A Norwegian type model will see us likely stick with the status quo

One option we may soon be facing, according to Karen Bexley, head of employment law at MLP Law, could be to form a Norwegian-style relationship with the EU “by joining the European Economic Area (EEA) and the European Free Trade Area (EFTA). This would allow the UK to keep its economic ties and continue trading in the European single market.”

She added: “But by remaining part of this trading block, the UK would still be bound by some EU policies.” As with other areas such as data protection, Britain will need to demonstrate that it has minimum employment protections in place in order to make it a viable trading partner for other European member states, such as TUPE and collective redundancies consultation.

However, “now it would no longer have a say when it actually came to making these laws, a major drawback that should be taken into account if the UK finds itself negotiating a new agreement with the EU,” Bexley said.

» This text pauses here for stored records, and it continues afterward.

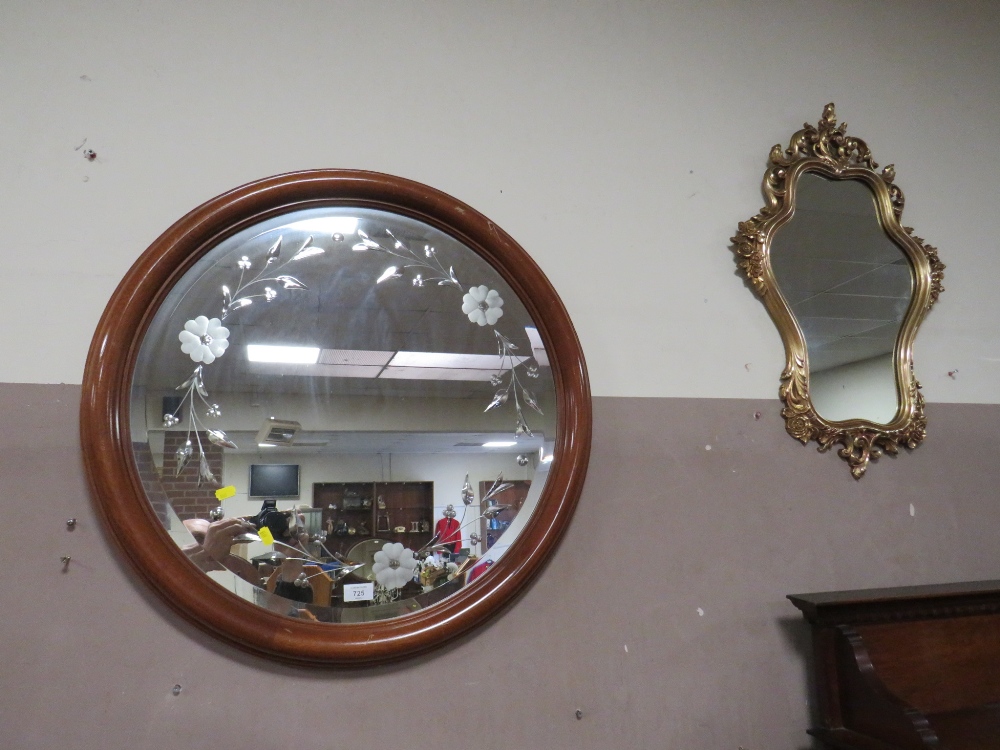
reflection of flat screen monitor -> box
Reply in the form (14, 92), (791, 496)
(250, 464), (299, 497)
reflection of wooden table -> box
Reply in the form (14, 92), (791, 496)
(788, 581), (1000, 750)
(264, 565), (333, 607)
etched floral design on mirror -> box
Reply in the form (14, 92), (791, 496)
(82, 171), (590, 663)
(733, 104), (944, 478)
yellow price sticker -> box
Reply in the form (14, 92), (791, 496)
(215, 485), (236, 501)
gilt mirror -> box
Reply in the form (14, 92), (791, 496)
(732, 104), (944, 479)
(81, 170), (591, 664)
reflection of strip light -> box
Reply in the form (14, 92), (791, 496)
(288, 216), (358, 234)
(389, 352), (527, 372)
(247, 344), (319, 365)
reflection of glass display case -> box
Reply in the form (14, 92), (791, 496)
(313, 482), (434, 557)
(479, 479), (531, 552)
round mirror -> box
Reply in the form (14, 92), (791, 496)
(81, 171), (590, 663)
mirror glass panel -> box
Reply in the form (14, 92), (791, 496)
(770, 172), (914, 424)
(130, 206), (559, 623)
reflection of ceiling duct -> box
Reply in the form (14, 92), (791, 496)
(257, 417), (302, 445)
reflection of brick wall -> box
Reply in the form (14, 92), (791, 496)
(132, 443), (167, 525)
(159, 431), (222, 521)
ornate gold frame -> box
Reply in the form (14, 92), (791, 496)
(732, 103), (945, 479)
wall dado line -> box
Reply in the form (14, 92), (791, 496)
(7, 384), (1000, 750)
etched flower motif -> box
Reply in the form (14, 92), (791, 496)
(372, 542), (419, 590)
(462, 284), (503, 326)
(177, 315), (229, 365)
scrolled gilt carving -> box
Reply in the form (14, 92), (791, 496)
(731, 103), (945, 479)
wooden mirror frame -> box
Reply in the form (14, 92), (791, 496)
(731, 103), (945, 479)
(80, 170), (592, 665)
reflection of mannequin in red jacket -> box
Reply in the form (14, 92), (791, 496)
(434, 504), (462, 555)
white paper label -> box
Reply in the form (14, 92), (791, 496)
(344, 583), (375, 602)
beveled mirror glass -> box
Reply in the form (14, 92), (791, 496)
(733, 104), (944, 478)
(82, 171), (590, 663)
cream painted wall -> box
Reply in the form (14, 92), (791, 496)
(0, 0), (1000, 403)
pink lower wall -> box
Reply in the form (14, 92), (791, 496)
(0, 384), (1000, 750)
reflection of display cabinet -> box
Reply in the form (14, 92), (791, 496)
(479, 479), (531, 552)
(313, 482), (434, 556)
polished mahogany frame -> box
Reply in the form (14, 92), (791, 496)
(80, 170), (592, 665)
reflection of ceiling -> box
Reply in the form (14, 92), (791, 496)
(771, 172), (912, 372)
(136, 209), (548, 401)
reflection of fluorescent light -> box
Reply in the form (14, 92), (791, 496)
(247, 344), (319, 365)
(288, 216), (358, 234)
(389, 352), (527, 373)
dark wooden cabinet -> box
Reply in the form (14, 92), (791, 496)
(313, 482), (434, 556)
(788, 581), (1000, 750)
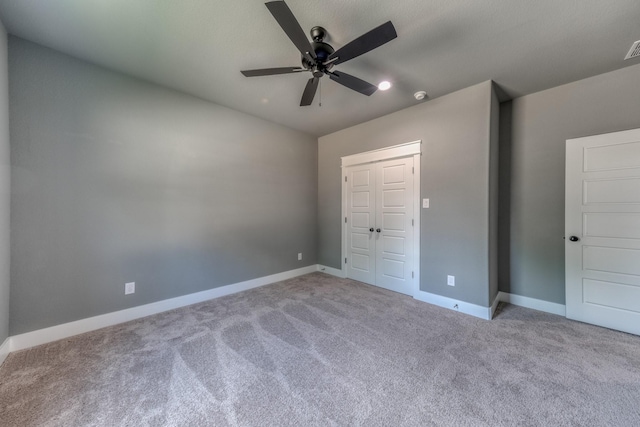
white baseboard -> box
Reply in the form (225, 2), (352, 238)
(498, 292), (567, 317)
(318, 264), (345, 279)
(0, 337), (11, 366)
(8, 264), (318, 357)
(413, 291), (491, 320)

Primary versus secondary legislation

Given that the majority of EU employment laws have been integrated into the UK as “primary legislation” via Acts of Parliament, they can only be changed or removed if the UK government specifically seeks to do so. “As laws, such as the Equality Act 2010 which comes from the EU’s Equal Treatment Directive, are so well ingrained into the UK legal system, it’s highly unlikely the government would look to amend them,” Bexley added. 

Other European laws, such as the Working Time Directive which gives employees rights to paid holiday and rest breaks, have been incorporated into UK law through “secondary legislation”. These regulations are introduced by government ministers who have specific powers to do so, granted by the European Communities Act 1972.  If the government removes the European Communities Act, it would take away this framework within which European and UK laws integrate and may mean that regulations passed under it also fall away. 

Read more about the Brexit debate:

Will anything stay the same?

But employers and employees alike will be elated to know that some areas of law will not be changing. The National Minimum Wage, including the National Living Wage, is set by the UK government and so would not be affected. And when it comes to other employee-friendly laws which do come from Europe, such as the right to maternity pay and leave and holiday pay, these are also unlikely to be altered dramatically in the future. 

This is because the UK is relatively more generous with these policies – Britain’s statutory minimum holiday entitlement currently sits at 28 days per year for a full time employee whilst the EU Working Time Directive requires member states to implement domestic legislation providing for a minimum of only 20 days annual leave.